While we tend to prefer plant-based products, there are some animal-derived ingredients that can be hugely beneficial for therapeutic purposes (things like collagen, honey, beeswax, and lanolin). These ingredients are not vegan, but that does not mean that there aren’t ethical (or at least more ethical) ways to use them. Some people consider these ingredients an important component of their symptom management regimen, and that’s valid. Again, this stuff is very personal, so listen to your gut and do what is right for you.
We’ll close with a brief comment on the word “vegan.” A vegan product is one that is not derived from animal products in any way and includes non-food items like clothing, shoes, and cosmetics. Vegan products are becoming increasingly popular, with many brands choosing to make their entire product lines strictly vegan.
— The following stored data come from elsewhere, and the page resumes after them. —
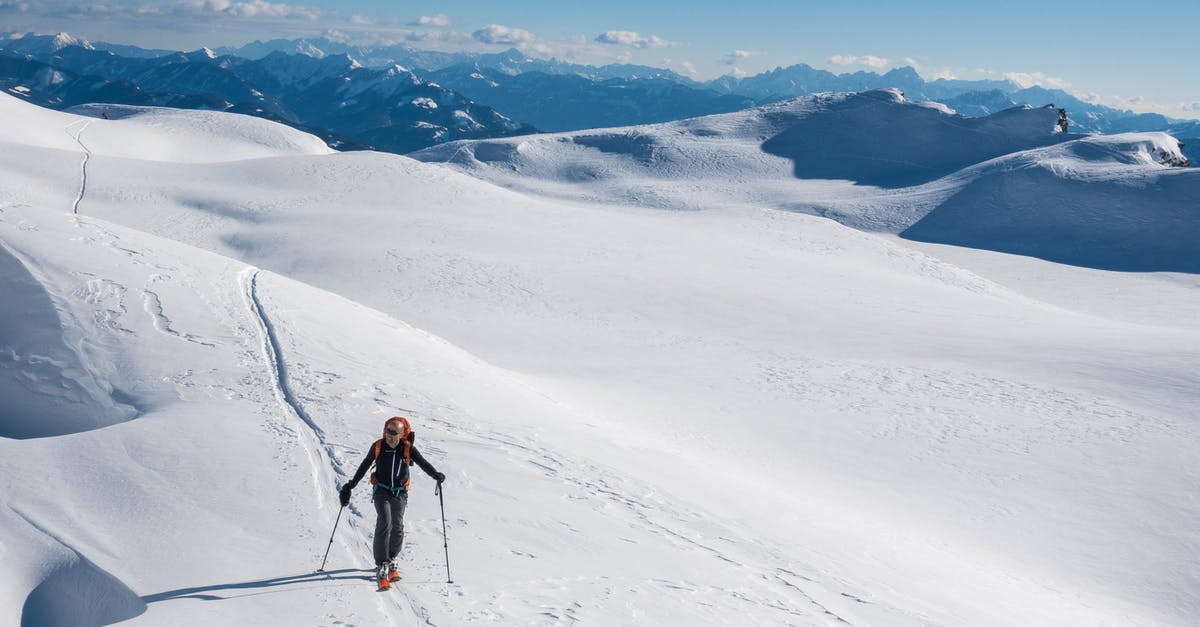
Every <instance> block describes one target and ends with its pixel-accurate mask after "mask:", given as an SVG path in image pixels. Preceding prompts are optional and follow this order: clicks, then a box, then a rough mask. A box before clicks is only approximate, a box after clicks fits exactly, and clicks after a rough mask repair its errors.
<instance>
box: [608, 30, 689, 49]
mask: <svg viewBox="0 0 1200 627" xmlns="http://www.w3.org/2000/svg"><path fill="white" fill-rule="evenodd" d="M595 41H598V42H600V43H607V44H610V46H631V47H634V48H666V47H668V46H678V44H677V43H674V42H671V41H667V40H664V38H662V37H658V36H654V35H650V36H648V37H647V36H642V35H641V34H638V32H634V31H631V30H610V31H607V32H604V34H601V35H596V40H595Z"/></svg>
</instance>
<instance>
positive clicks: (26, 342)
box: [0, 243, 137, 438]
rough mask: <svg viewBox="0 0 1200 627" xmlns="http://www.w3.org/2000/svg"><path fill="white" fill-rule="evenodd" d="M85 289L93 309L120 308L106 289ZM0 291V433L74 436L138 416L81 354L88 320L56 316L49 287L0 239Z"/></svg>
mask: <svg viewBox="0 0 1200 627" xmlns="http://www.w3.org/2000/svg"><path fill="white" fill-rule="evenodd" d="M94 287H95V289H91V288H94ZM88 288H89V298H90V299H92V301H94V303H95V305H96V306H97V312H100V311H104V314H103V315H106V316H107V315H108V314H110V312H113V310H110V309H104V310H101V309H98V307H106V306H115V307H121V306H122V305H121V299H122V297H121V294H120V293H119V292H118V291H113V289H110V286H106V285H102V283H100V282H91V283H89V285H88ZM0 294H4V298H5V301H6V305H5V306H4V307H0V399H2V400H4V402H2V404H0V437H12V438H29V437H46V436H56V435H65V434H73V432H78V431H86V430H89V429H97V428H101V426H107V425H110V424H116V423H120V422H124V420H128V419H131V418H133V417H134V416H137V410H136V408H134V407H132V406H131V405H128V404H126V402H121V401H124V400H127V399H126V398H125V396H124V394H121V393H120V392H119V390H118V389H115V388H114V387H113V384H112V383H110V382H108V381H107V378H106V376H107V372H103V371H97V368H96V366H94V365H92V364H91V359H94V358H95V357H96V356H91V357H89V356H88V354H85V353H84V344H92V345H94V342H91V340H94V339H95V338H89V335H90V334H91V333H94V330H92V328H91V327H89V326H88V321H78V320H76V318H73V317H68V318H67V320H65V321H64V320H60V318H59V310H58V307H56V306H55V304H54V301H53V299H52V295H50V294H49V293H48V292H47V287H46V286H44V285H43V283H42V281H40V280H38V279H35V277H34V275H32V274H30V273H29V270H28V269H26V268H25V265H24V264H23V263H22V262H20V261H19V259H18V258H17V256H14V255H13V253H12V252H10V251H8V250H7V249H6V247H5V246H4V245H2V243H0ZM76 295H83V294H80V293H78V292H77V294H76ZM60 298H67V295H66V294H60ZM64 309H65V310H66V307H64ZM68 316H70V315H68ZM101 333H103V332H101ZM106 357H107V356H106Z"/></svg>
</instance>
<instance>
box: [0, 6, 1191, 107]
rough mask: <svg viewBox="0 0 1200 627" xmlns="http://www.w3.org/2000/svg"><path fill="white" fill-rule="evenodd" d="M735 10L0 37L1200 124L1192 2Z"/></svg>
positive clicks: (141, 22)
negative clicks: (1028, 104) (783, 93)
mask: <svg viewBox="0 0 1200 627" xmlns="http://www.w3.org/2000/svg"><path fill="white" fill-rule="evenodd" d="M1135 5H1136V4H1135V2H1128V1H1121V2H1117V1H1110V0H1093V1H1088V2H1085V1H1076V0H1060V1H1055V2H1046V1H1038V2H1034V1H1026V0H1010V1H1008V2H986V4H983V2H970V1H959V2H948V1H923V2H898V1H874V0H871V1H853V0H851V1H833V2H830V1H823V2H808V1H797V0H793V1H776V0H740V1H728V0H726V1H720V2H718V1H713V0H695V1H691V2H686V4H684V2H652V1H644V0H643V1H634V0H604V1H602V2H572V1H570V0H560V1H544V0H522V1H520V2H516V1H509V0H488V1H484V0H464V1H456V2H431V1H397V0H296V1H287V2H272V1H265V0H124V1H114V0H0V31H36V32H56V31H67V32H71V34H73V35H77V36H82V37H86V38H89V40H92V41H109V42H114V43H133V44H139V46H145V47H161V48H172V49H194V48H198V47H202V46H209V47H216V46H228V44H241V43H246V42H250V41H253V40H258V38H262V40H265V38H274V37H284V38H292V37H301V36H331V37H336V38H347V40H360V41H365V42H396V43H408V44H412V46H413V47H416V48H428V49H444V50H454V49H460V50H461V49H468V50H486V52H494V50H502V49H505V48H509V47H516V48H520V49H521V50H523V52H526V53H527V54H529V55H532V56H557V58H559V59H566V60H572V61H576V62H586V64H605V62H637V64H644V65H653V66H660V67H670V68H672V70H674V71H677V72H680V73H685V74H691V76H692V77H694V78H697V79H708V78H713V77H716V76H720V74H726V73H734V74H754V73H758V72H762V71H766V70H770V68H774V67H776V66H787V65H793V64H799V62H804V64H809V65H811V66H814V67H820V68H824V70H830V71H834V72H839V73H841V72H853V71H858V70H871V71H877V72H884V71H887V70H889V68H892V67H899V66H904V65H910V66H913V67H914V68H917V71H918V72H920V74H922V76H924V77H925V78H926V79H932V78H938V77H954V78H971V79H978V78H1006V77H1007V78H1012V79H1014V80H1016V82H1018V83H1020V84H1040V85H1045V86H1054V88H1061V89H1067V90H1068V91H1070V92H1073V94H1076V95H1079V96H1082V97H1085V98H1087V100H1091V101H1094V102H1099V103H1104V105H1109V106H1115V107H1121V108H1132V109H1135V111H1154V112H1159V113H1165V114H1168V115H1172V117H1177V118H1200V70H1198V66H1196V61H1195V59H1196V53H1195V49H1194V44H1189V43H1187V41H1189V37H1188V34H1189V31H1192V30H1194V24H1196V23H1198V22H1200V2H1194V1H1188V2H1178V4H1160V5H1154V8H1153V10H1148V8H1136V7H1135Z"/></svg>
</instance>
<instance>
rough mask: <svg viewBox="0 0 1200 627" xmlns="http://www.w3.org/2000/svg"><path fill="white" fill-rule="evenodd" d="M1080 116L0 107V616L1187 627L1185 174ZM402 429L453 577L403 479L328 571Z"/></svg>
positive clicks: (1186, 236) (54, 624) (19, 103)
mask: <svg viewBox="0 0 1200 627" xmlns="http://www.w3.org/2000/svg"><path fill="white" fill-rule="evenodd" d="M851 105H852V106H853V107H850V106H851ZM847 107H850V108H847ZM101 112H107V113H108V115H109V119H102V118H101V117H100V115H101ZM1056 115H1057V114H1056V112H1054V113H1052V114H1051V111H1050V109H1024V111H1012V112H1004V113H1003V114H997V115H996V117H991V118H986V119H983V120H982V121H977V123H971V124H964V123H961V120H962V119H960V118H956V117H954V115H953V114H952V113H950V112H947V111H944V109H942V108H937V107H931V106H924V105H918V103H911V102H907V101H905V100H904V98H902V96H900V95H899V94H896V92H892V91H881V92H866V94H862V95H827V96H816V97H810V98H798V100H796V101H791V102H788V103H784V105H780V106H774V107H764V108H761V109H754V111H750V112H743V113H739V114H728V115H720V117H712V118H701V119H697V120H688V121H683V123H673V124H667V125H654V126H644V127H637V129H625V130H601V131H588V132H576V133H560V135H550V136H534V137H522V138H511V139H504V141H487V142H474V143H456V144H446V145H444V147H437V148H434V149H430V150H426V151H422V153H421V154H418V155H416V156H418V157H419V160H416V159H409V157H403V156H396V155H386V154H377V153H348V154H338V153H331V151H329V150H328V149H325V148H324V145H323V144H322V143H320V142H319V141H318V139H316V138H313V137H310V136H306V135H304V133H299V132H296V131H294V130H290V129H287V127H283V126H277V125H274V124H270V123H264V121H262V120H257V119H251V118H246V117H240V115H229V114H220V113H208V112H173V111H163V109H143V108H134V107H122V108H120V109H116V108H112V107H100V106H95V107H85V108H80V109H78V111H77V112H76V113H58V112H50V111H46V109H40V108H36V107H32V106H30V105H28V103H25V102H22V101H19V100H17V98H16V97H12V96H8V95H0V120H4V121H0V124H2V125H4V129H2V132H0V282H2V289H0V291H2V293H4V294H5V297H4V300H2V305H0V399H2V404H0V406H2V413H0V471H2V472H0V482H2V485H0V488H2V494H4V507H2V508H0V565H2V566H0V607H4V608H8V609H6V610H5V611H4V613H0V625H13V626H18V625H19V626H22V627H26V626H70V625H110V623H115V622H122V621H124V622H127V623H133V625H298V623H299V625H421V623H425V625H438V626H442V625H568V623H582V625H798V626H799V625H804V626H808V625H842V623H847V622H848V623H852V625H888V626H892V625H901V626H902V625H914V626H916V625H1081V626H1084V625H1086V626H1093V625H1112V626H1126V625H1190V623H1193V622H1194V620H1195V616H1198V615H1200V562H1198V560H1196V555H1198V554H1200V536H1198V533H1196V524H1195V520H1198V519H1200V503H1198V501H1196V498H1195V485H1196V484H1198V479H1200V461H1198V460H1196V455H1195V442H1196V441H1198V437H1200V414H1198V411H1196V407H1198V406H1200V392H1198V390H1200V369H1198V368H1196V365H1198V364H1200V314H1198V312H1200V279H1198V274H1196V273H1198V270H1200V262H1198V257H1200V253H1198V252H1196V250H1198V247H1196V244H1198V240H1200V229H1198V228H1196V225H1198V214H1200V208H1198V205H1196V201H1195V199H1196V198H1200V195H1198V192H1200V178H1198V172H1200V171H1196V169H1184V168H1172V167H1169V166H1168V165H1164V162H1170V161H1171V160H1174V159H1176V157H1177V156H1180V155H1178V149H1177V143H1172V142H1174V141H1172V139H1171V138H1170V137H1168V136H1162V135H1158V133H1147V135H1138V136H1116V137H1100V138H1097V137H1080V136H1067V135H1063V133H1056V132H1054V131H1052V125H1054V120H1055V119H1056ZM818 130H820V132H817V131H818ZM856 133H857V135H856ZM984 136H986V137H988V141H983V139H980V137H984ZM856 137H862V138H872V137H874V138H876V139H877V142H876V143H874V144H872V143H868V142H865V139H856ZM922 137H925V138H926V139H928V141H925V142H922V141H918V139H917V138H922ZM768 144H769V145H768ZM810 149H811V150H817V153H812V151H811V150H810ZM835 149H836V150H840V153H839V155H840V156H841V157H842V159H845V160H846V161H845V162H842V163H829V162H827V161H829V160H830V159H832V157H828V155H829V154H830V153H829V151H832V150H835ZM870 150H876V151H875V153H870ZM822 154H823V155H827V156H820V155H822ZM896 155H900V156H904V157H905V159H900V160H898V159H895V157H896ZM887 160H890V162H893V163H894V162H898V161H902V163H901V165H899V166H895V167H887V166H886V165H882V163H884V162H886V161H887ZM822 168H823V169H822ZM854 177H858V179H856V178H854ZM1013 198H1016V199H1018V201H1013ZM1033 233H1040V235H1039V237H1030V235H1031V234H1033ZM1046 259H1049V261H1046ZM1057 262H1061V263H1057ZM1116 270H1136V271H1116ZM395 414H402V416H407V417H409V418H410V419H412V420H413V423H414V426H415V430H416V446H418V447H419V448H420V450H421V452H422V453H424V454H425V456H426V458H427V459H430V460H431V461H432V462H433V465H434V466H437V467H438V470H440V471H443V472H445V473H446V474H448V476H449V479H448V482H446V484H445V495H444V496H445V524H446V529H448V537H449V557H450V561H449V569H450V577H449V578H452V580H454V583H448V579H449V578H448V565H446V561H445V549H444V547H443V537H442V524H443V519H442V512H440V509H439V502H438V498H437V497H436V496H434V495H433V483H432V480H430V479H428V477H426V476H424V473H420V472H414V480H413V489H412V496H410V501H409V507H408V514H407V527H406V529H407V533H406V547H404V551H403V554H402V566H403V568H402V571H403V575H404V578H403V580H402V581H401V583H400V584H398V586H397V587H396V589H394V590H392V591H390V592H385V593H379V592H376V589H374V584H373V581H372V580H371V572H370V568H371V566H372V565H371V563H370V560H371V559H370V541H371V535H372V532H373V526H374V513H373V508H372V506H371V503H370V500H368V496H367V492H368V489H367V488H366V485H365V483H364V485H361V486H360V488H359V489H358V490H355V494H354V498H353V501H352V504H350V506H349V507H348V508H347V509H346V510H343V512H342V514H341V519H340V526H338V529H337V532H336V535H335V537H334V543H332V547H331V549H330V553H329V561H328V565H326V568H325V571H324V572H317V568H318V566H320V561H322V556H323V555H324V554H325V550H326V547H328V544H329V536H330V532H331V531H332V530H334V525H335V520H337V516H338V506H337V494H336V489H337V486H340V485H341V483H342V482H344V480H346V479H347V478H348V477H349V476H350V474H353V472H354V468H355V467H356V465H358V462H359V461H360V460H361V459H362V456H364V455H365V454H366V450H367V448H368V447H370V446H371V444H372V443H373V441H374V440H376V438H377V437H379V432H380V428H382V424H383V422H384V419H385V418H388V417H390V416H395Z"/></svg>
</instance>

You may notice, however, that the above definition doesn’t include a requirement that the product’s components must be plant-based. This means that decidedly environmentally unfriendly products like plastics, petroleum products, and synthetic fabrics are considered vegan despite a demonstrably negative environmental impact. We don’t mean to imply that looking for vegan formulas is useless, just that it isn’t an automatic guarantee that the product in question is sustainable.
CBD is a promising ingredient for wound healing that can promote regeneration while reducing pain and inflammation in the skin and underlying tissues. However, because wound care products are applied to broken and damaged skin, it’s important to be choosy about the ingredients you incorporate into your medicine cabinet. Be conscious of any allergies or skin sensitivities you may have, use sanitary handling and dressing practices, and feel empowered to reach out to companies with questions before making a purchase. You can also consult with a medical professional about the safety of a particular product if you are unsure — it’s much better to play it safe with wound healing.